Saudi Arabia may overspend 2011 budget by up to 15 pct

RIYADH: Saudi Arabia will overspend its budget by up to 15 percent this year due to spending on construction and job-creation measures, its finance minister said Tuesday.

Worried by unrest sweeping the Arab world, the world’s top oil exporter has pledged to spend an estimated $130 billion, or around 30 percent of its annual economic output, on new houses, creating jobs, unemployment benefits and other measures.

The OPEC member, which relies on hydrocarbons for over 80 percent of budget revenue, has not said how the expenditure will be spread.

“Because of decrees issued by the custodian of two holy mosques, it [spending] will be over [plan],” Finance Minister Ibrahim Alassaf told reporters at a financial conference, referring to King Abdullah’s more formal title in the country that is home to Islam’s two holiest sites.

“We will overspend. I cannot project by how much exactly, but I think it will be 10-15 percent,” Alassaf said.

He reiterated an earlier forecast that Saudi economic growth this year would exceed 4 percent, up from 3.8 percent growth last year.

The biggest Arab economy, which tends to heavily overspend its conservative budget when oil prices are higher, had originally planned to spend 580 billion riyals ($155 billion) in 2011 in its third consecutive record budget.

Robust oil prices – near $98 per barrel on Tuesday – should enable Saudi Arabia to cover the additional spending without having to tap into its record high net foreign asset reserves of $461 billion and could even generate a budget surplus in 2011.

“We might not need to [use foreign reserves],” Alassaf said, adding it was premature to assess the need as it was still early into the year. “We are confident that the current resources will be enough to meet needs [for project financing] due to high oil prices, which is the base of the budget.”

Alassaf did not say what the assumed oil price in the Saudi budget was. When asked, he said: “The suitable price is the price that is good for the market stability.”

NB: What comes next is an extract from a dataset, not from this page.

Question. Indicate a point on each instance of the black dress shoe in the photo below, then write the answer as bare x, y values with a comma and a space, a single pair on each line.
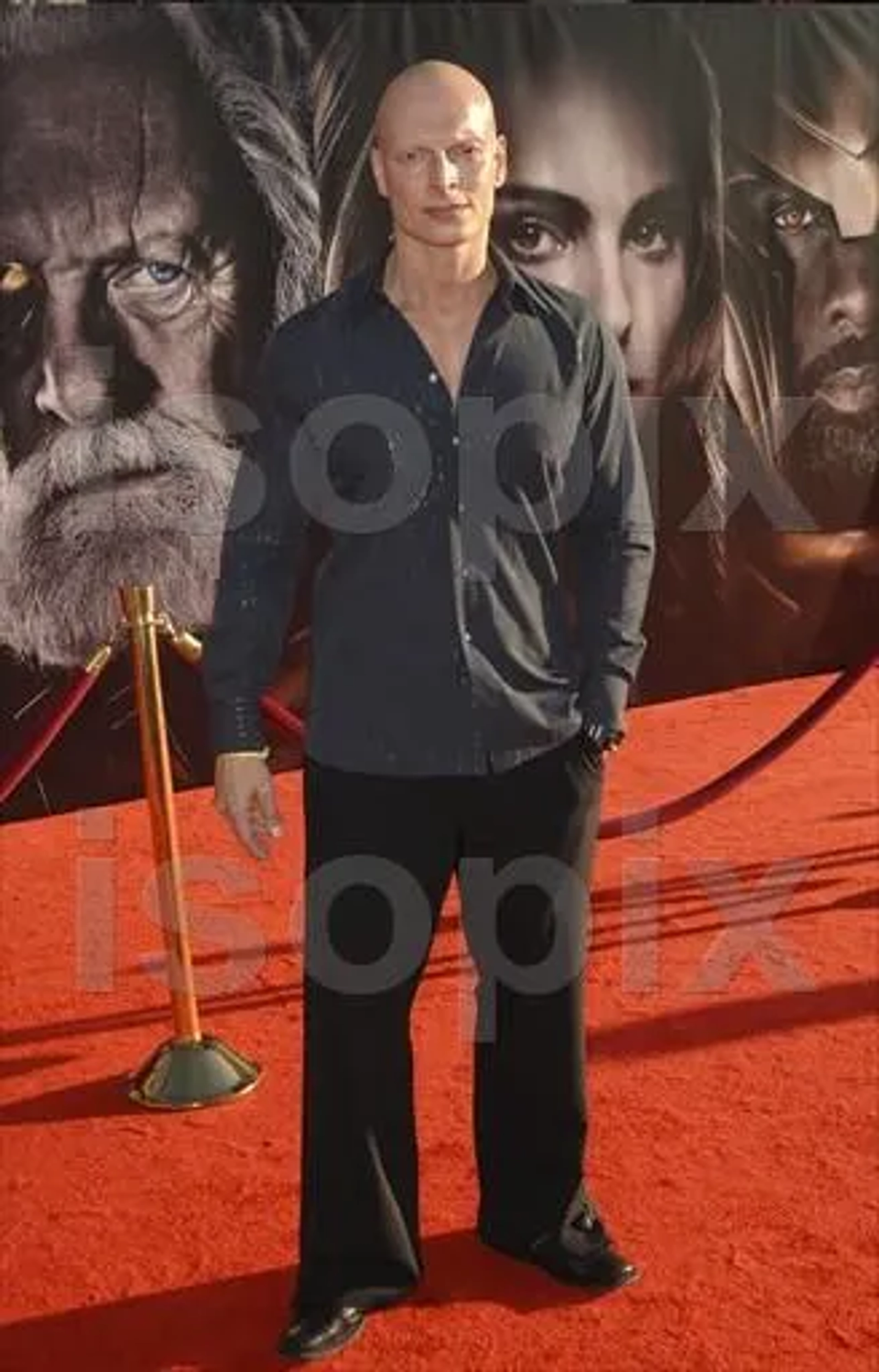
317, 1334
582, 1254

Analysts say the oil price Saudi Arabia needs to balance its budget has risen substantially to at least $80 per barrel due to recent social measures. Saudi officials have said that they were comfortable with crude around $70-80.

“I would be concerned about potential uncertainty whether the realized oil price is enough for budgetary purposes,” Blythe Masters, head of global commodities at JPMorgan Chase, told the same event, when asked what oil price she would be looking for.

A Reuters poll in March forecast the Saudi budget surplus would reach 7.0 percent of GDP this year, up from an estimated 6.7 percent in 2010.

Alassaf also said he hoped new housing, at 250 billion riyals a major part of the additional government spending, could be built within five years.

“We need more supply of housing, but I hope it will be spent over five years rather than 10 years. It might have a short-term impact on inflation but it will have a positive impact on inflation in the long term,” he said.

Saudi annual inflation, mainly driven by housing and food costs, inched up to 4.8 percent in April.

Central Bank Governor Mohammad al-Jasser told the same event that Saudi banks were in a good position to extend loans to the private sector without burdening their balance sheets.

“The trend toward relying on government cash to push forward crucial infrastructure projects has to some extent stifled the rebound in bank credit and restrained private sector investment,” John Sfakianakis, chief economist at Banque Saudi Fransi, said in a note.

A version of this article appeared in the print edition of The Daily Star on May 18, 2011, on page 5.